Israel confirmed earlier this month that it had carried out a Sept. 6 air strike on Syria but has not described the target. Syrian President Bashar al-Assad said the target was an unused military building.

"The International Atomic Energy Agency is in contact with the Syrian authorities to verify the authenticity of these reports," said IAEA spokeswoman Melissa Fleming.

"The IAEA has no information about any undeclared nuclear facility in Syria and no information about recent reports," she said in a statement issued from the IAEA's Vienna headquarters.

"We would obviously investigate any relevant information coming our way. The IAEA Secretariat expects any country having information about nuclear-related activities in another country to provide that information to the IAEA."

U.S. officials have linked the raid to apparent Israeli suspicions of secret nuclear cooperation between Syria and North Korea. They said the site in question was identified earlier this year in satellite photographs.

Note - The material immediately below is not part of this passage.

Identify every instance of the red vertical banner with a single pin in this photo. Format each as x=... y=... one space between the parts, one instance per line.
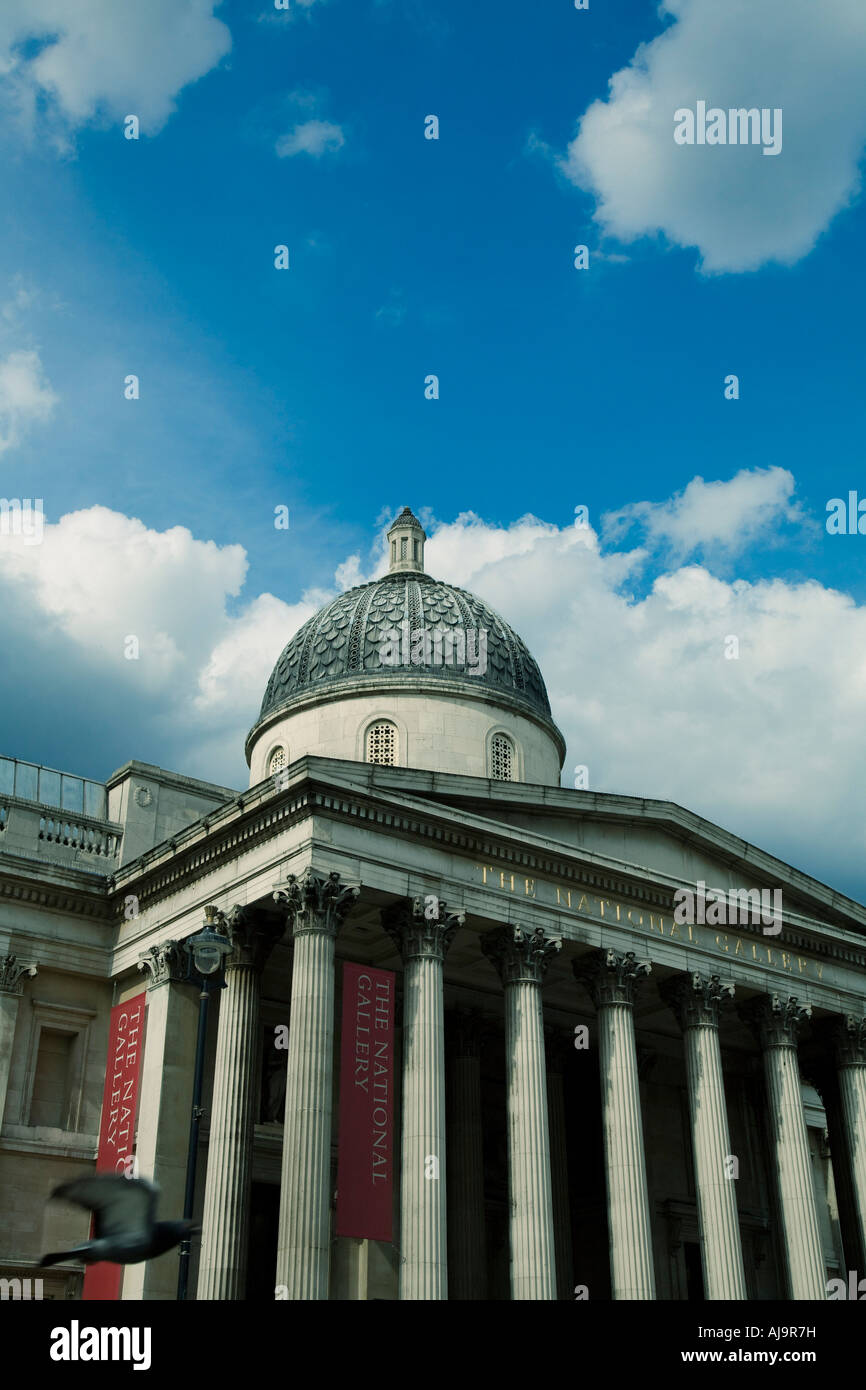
x=364 y=1175
x=117 y=1126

The IAEA fosters peaceful use of nuclear energy and its inspectors seek to verify that nuclear technology in member states is not being diverted to atomic bombmaking in violation of the Non-Proliferation Treaty.


SYRIAN DENIAL

Syria has belonged to the 144-nation IAEA since 1963 and has one declared, small research reactor under agency safeguards. It has denied hiding any nuclear activity from the IAEA or having an atomic bomb programme.

The IAEA has been investigating past nuclear secrecy in Iran, a member state and ally of Syria, since 2003.

Iran has pledged to clarify the scope of its programme by the end of 2007 in an effort to avoid being hit with harsh U.N. sanctions over its refusal to stop enriching uranium, a process Western powers suspect Iran is channelling into bombmaking. Iran says it only wants an alternative source of electricity.

The New York Times said the targeted Syrian facility appeared to have been much further from completion than an Iraqi reactor the Israeli air force destroyed in 1981 in an attack echoed by the incident last month.

It said U.S. officials were divided over the Syria attack, with some seeing it as premature since the site looked years away from being used to produce spent nuclear fuel that could eventually be used for bomb-grade plutonium.

It remained unclear how far Syria had progressed with the alleged plant before the attack, what role North Korea might have played and whether a case could be made that it was intended to produce electricity.

U.S. and foreign officials refused to be drawn on whether they suspected North Korea of having sold or given the plans to Syria, but some said it was possible a transfer of technology occurred several years ago.